High-altitude and long-endurance unmanned air vehicles have placed high demands for the performance of propellers under low Reynolds numbers. Conventional propeller design methods are less efficient, making it difficult to achieve a breakthrough in propulsion efficiency. This paper explores the possibility of extending the Gurney flap on low Reynolds number propellers to achieve efficiency breakthrough. A framework based on deep learning is established to fast predict and optimize the aerodynamic performance of a propeller with Gurney flap, which can quickly obtain the optimal propeller profile airfoil shape, distribution of twist angle, and chord length at different advance ratios.
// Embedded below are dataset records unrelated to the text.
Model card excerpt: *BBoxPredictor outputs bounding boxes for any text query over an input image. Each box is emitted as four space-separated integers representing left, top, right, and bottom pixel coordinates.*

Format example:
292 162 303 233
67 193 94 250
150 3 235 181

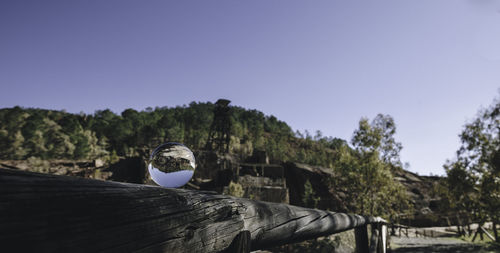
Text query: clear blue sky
0 0 500 174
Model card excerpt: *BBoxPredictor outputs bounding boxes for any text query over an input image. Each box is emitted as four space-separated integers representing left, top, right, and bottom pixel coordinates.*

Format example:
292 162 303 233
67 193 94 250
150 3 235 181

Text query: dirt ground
391 236 500 253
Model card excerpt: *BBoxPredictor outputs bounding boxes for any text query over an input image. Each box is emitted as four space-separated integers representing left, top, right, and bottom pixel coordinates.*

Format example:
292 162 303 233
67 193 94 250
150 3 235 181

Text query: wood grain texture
0 168 378 252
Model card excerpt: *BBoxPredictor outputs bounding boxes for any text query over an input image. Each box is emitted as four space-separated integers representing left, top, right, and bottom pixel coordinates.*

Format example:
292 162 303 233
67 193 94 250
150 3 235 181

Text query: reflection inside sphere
148 142 196 187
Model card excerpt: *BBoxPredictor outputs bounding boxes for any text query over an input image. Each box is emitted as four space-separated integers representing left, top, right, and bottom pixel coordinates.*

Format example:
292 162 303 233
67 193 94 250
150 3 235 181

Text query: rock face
0 151 446 226
283 162 347 212
394 170 444 227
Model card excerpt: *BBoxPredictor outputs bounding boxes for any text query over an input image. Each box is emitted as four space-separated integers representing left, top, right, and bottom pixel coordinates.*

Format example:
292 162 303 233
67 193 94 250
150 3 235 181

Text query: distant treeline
0 102 345 167
0 102 409 217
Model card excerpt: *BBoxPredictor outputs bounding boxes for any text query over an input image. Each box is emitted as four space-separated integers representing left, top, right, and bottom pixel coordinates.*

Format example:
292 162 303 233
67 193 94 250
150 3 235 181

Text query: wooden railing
0 168 387 252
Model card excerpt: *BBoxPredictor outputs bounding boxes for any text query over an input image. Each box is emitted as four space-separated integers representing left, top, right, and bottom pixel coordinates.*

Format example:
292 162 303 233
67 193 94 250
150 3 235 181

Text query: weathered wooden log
0 169 380 252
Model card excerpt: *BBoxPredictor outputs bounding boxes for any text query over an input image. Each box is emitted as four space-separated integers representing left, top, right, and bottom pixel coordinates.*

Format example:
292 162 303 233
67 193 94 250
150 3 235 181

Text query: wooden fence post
0 168 385 253
379 223 387 253
492 222 500 242
354 225 369 253
369 224 380 253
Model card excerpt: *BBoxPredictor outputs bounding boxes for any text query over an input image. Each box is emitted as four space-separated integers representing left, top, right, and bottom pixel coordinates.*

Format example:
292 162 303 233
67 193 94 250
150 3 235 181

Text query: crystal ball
148 142 196 188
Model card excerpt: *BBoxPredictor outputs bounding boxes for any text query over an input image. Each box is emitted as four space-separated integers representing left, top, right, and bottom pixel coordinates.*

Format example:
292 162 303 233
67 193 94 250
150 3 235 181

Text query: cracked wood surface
0 169 378 252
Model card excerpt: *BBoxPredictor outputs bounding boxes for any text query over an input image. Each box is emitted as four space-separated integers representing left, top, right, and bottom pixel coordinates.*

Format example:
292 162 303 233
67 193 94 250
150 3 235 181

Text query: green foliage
0 102 345 167
227 181 245 198
302 179 320 208
332 115 410 218
444 93 500 223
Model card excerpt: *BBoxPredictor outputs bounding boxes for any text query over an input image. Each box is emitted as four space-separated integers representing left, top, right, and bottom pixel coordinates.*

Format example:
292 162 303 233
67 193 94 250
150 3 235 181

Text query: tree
336 114 409 215
445 94 500 227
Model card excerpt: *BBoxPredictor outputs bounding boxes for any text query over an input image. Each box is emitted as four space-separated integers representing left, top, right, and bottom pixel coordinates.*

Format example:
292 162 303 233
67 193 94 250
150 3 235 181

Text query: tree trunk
0 169 381 252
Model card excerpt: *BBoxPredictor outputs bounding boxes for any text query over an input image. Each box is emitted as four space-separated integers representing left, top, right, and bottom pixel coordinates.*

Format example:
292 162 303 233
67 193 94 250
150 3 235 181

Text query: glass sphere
148 142 196 188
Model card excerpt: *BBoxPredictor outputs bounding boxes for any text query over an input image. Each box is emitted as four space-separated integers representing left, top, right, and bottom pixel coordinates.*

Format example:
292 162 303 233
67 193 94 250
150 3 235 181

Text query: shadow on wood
0 169 380 252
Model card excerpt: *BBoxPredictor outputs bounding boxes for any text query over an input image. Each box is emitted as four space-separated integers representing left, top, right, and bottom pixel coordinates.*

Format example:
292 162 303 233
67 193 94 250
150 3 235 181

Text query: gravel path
391 236 500 253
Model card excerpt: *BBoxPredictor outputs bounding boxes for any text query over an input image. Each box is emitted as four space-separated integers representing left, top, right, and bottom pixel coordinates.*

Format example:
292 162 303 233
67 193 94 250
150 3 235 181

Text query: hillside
0 100 430 221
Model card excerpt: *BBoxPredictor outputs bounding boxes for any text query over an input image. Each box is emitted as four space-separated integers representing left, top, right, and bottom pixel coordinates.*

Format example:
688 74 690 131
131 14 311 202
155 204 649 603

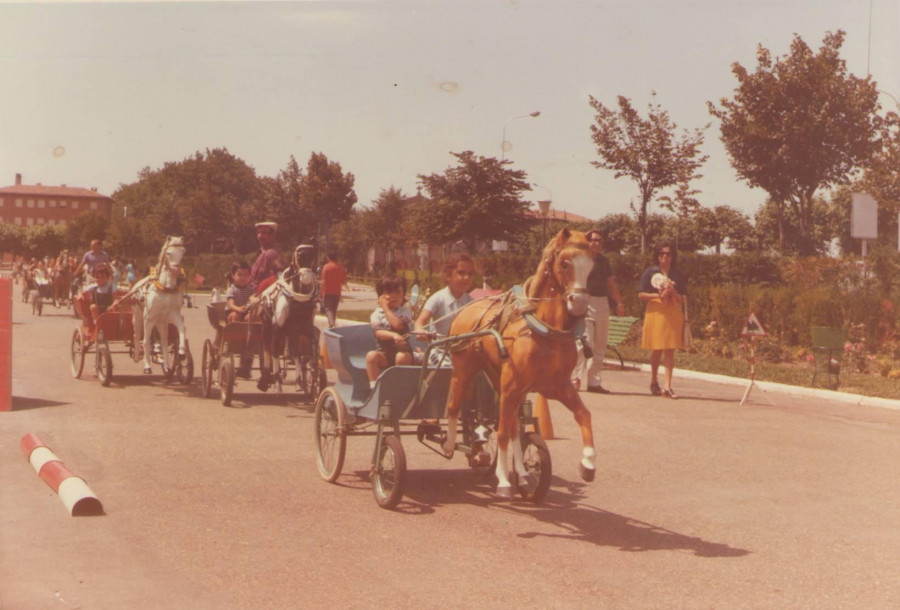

The results show that the surrogate model based on Multi-Task Learning has high prediction precision and efficiency, which can obtain performance parameters within 0.06 s. At different advance ratios, the optimized propellers with Gurney flap have a significant improvement in propulsive efficiency. In particular, the optimal propeller with Gurney flap consumes 35.65% less power in cruise at the advance ratio of 0.9, resulting in a propulsion efficiency of 80.74%, an improvement of 11.14% compared to the pre-optimization period. In conclusion, Gurney flaps are important components to enhance propulsion performance for propellers, and propellers with Gurney flaps have better aerodynamic efficiency than propellers without those. This work provides a reference for accurate and efficient design of low Reynolds numbers propellers.